Adjustment for covariates:

The “Adjusted” model controls for age and sex, providing the hazard ratio for genetic exposure independent of these factors.

Testing Multiple Genes

You can test multiple genetic exposures simultaneously:

[6]:

# Get all available genes
all_genes = list(gen_df.columns)

# Run analysis for each gene with age/sex adjustment
# DifferencesTester.run() takes a single exposure at a time
coef_tables = []
for gene in all_genes:
    _, coef = tester.run(
        data=full_df,
        exposure=gene,
        models={'Adjusted': 'age;sex'},
        test_dict=test_dict,
        cov=cov_df,
        id_column='id',
        survival_time_map=survival_time_map
    )
    coef_tables.append(coef)

coef_table_all = pd.concat(coef_tables, ignore_index=True)

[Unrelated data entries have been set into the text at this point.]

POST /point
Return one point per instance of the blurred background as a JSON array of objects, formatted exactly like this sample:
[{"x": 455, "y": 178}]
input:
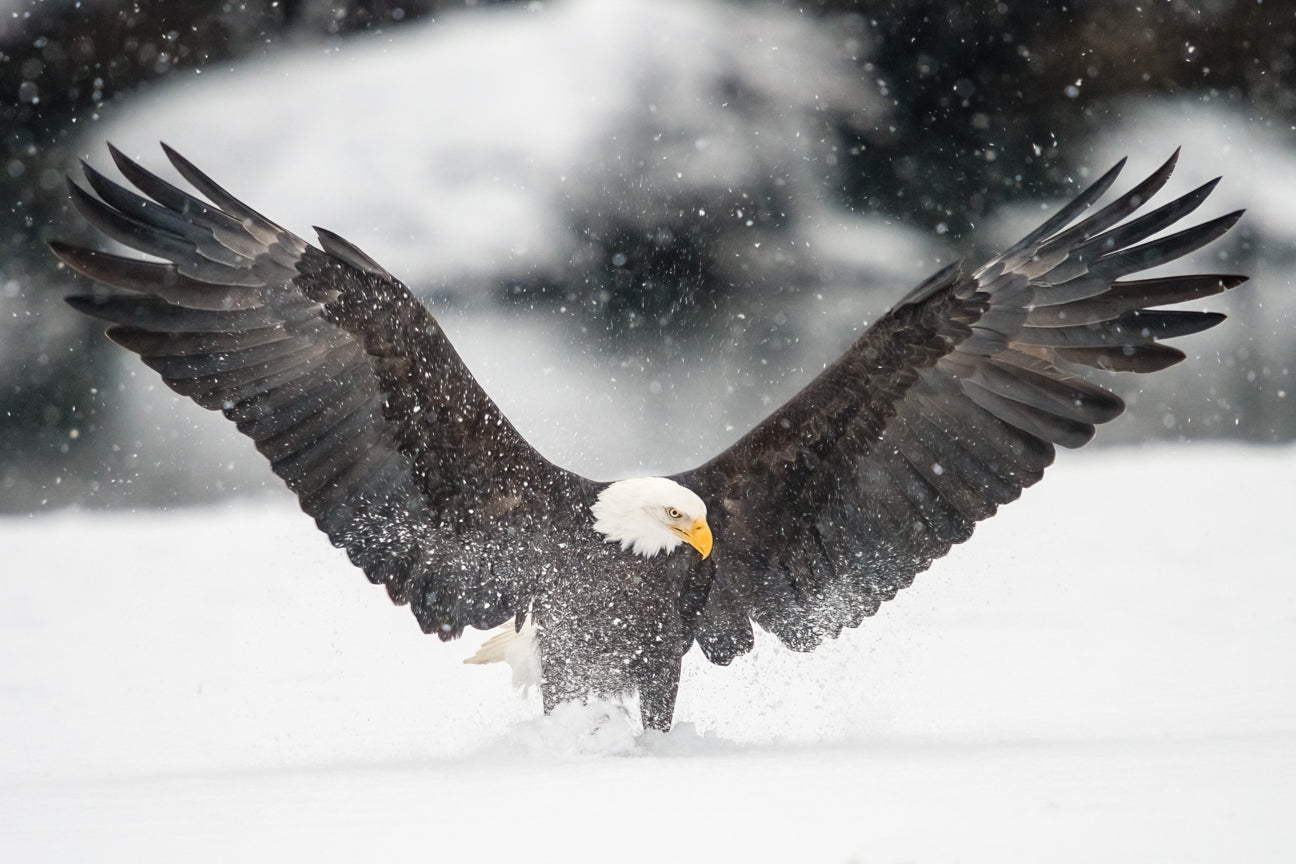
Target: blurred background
[{"x": 644, "y": 223}]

# Show only gene-level results (not covariate coefficients)
coef_table_all[coef_table_all['Exposure'].isin(all_genes)]

[6]:

	Model	Model name	Stratification name	Variable	Exposure	Cases	Samples	Exposed	Non-exposed	Point Estimates	Standard Error	Test statistic	P-values	Formatted	Formatted (exp)
0	Cox-PH	Adjusted	NaN	cvd_event	PCSK9	133	425	28	397	0.031146	0.339110	NaN	0.926821	0.03 (-0.63; 0.70)	1.03 (0.53; 2.01)
3	Cox-PH	Adjusted	NaN	cvd_event	ANGPTL3	133	425	15	410	-0.696982	0.592864	NaN	0.239747	-0.70 (-1.86; 0.47)	0.50 (0.16; 1.59)
6	Cox-PH	Adjusted	NaN	cvd_event	HMGCR	133	425	27	398	-0.107793	0.349959	NaN	0.758071	-0.11 (-0.79; 0.58)	0.90 (0.45; 1.78)
9	Cox-PH	Adjusted	NaN	cvd_event	NPC1L1	133	425	41	384	0.149359	0.316789	NaN	0.637300	0.15 (-0.47; 0.77)	1.16 (0.62; 2.16)
12	Cox-PH	Adjusted	NaN	cvd_event	CETP	133	425	17	408	-1.277074	0.725259	NaN	0.078263	-1.28 (-2.70; 0.14)	0.28 (0.07; 1.16)
15	Cox-PH	Adjusted	NaN	cvd_event	PPARA	133	425	23	402	0.364442	0.346378	NaN	0.292730	0.36 (-0.31; 1.04)	1.44 (0.73; 2.84)

Using Configuration Files

For production analyses, use configuration files instead of notebooks. Here’s a complete example:

# survival_analysis.cnf

[ExpInput]
carriers    /path/to/extracted_carriers.tsv.gz

[PhenoInput]
phenotypes  /path/to/phenotypes.tsv
covariates  /path/to/covariates.tsv

[SurvTests]
death;follow_up_years   Cox-PH
cvd_event;time_to_cvd   Cox-PH
cancer;age_at_diagnosis Cox-PH

[Covs]
Unadjusted  None
Age_Sex age;sex
Full    age;sex;bmi;smoking;PC1;PC2;PC3;PC4

[Options]
extract_variants    False
association_analysis    True
id_column   IID
output_path /results/survival

In the configuration file, the [SurvTests] section uses the format:

Format: event_column;time_column<tab>test_name
Note the semicolon (;) separator between event and time columns
The configuration parser automatically creates the survival_time_map from this syntax

Then run:

python marvel/main.py survival_analysis.cnf -v

Results will be saved to compressed TSV files with hazard ratios and confidence intervals.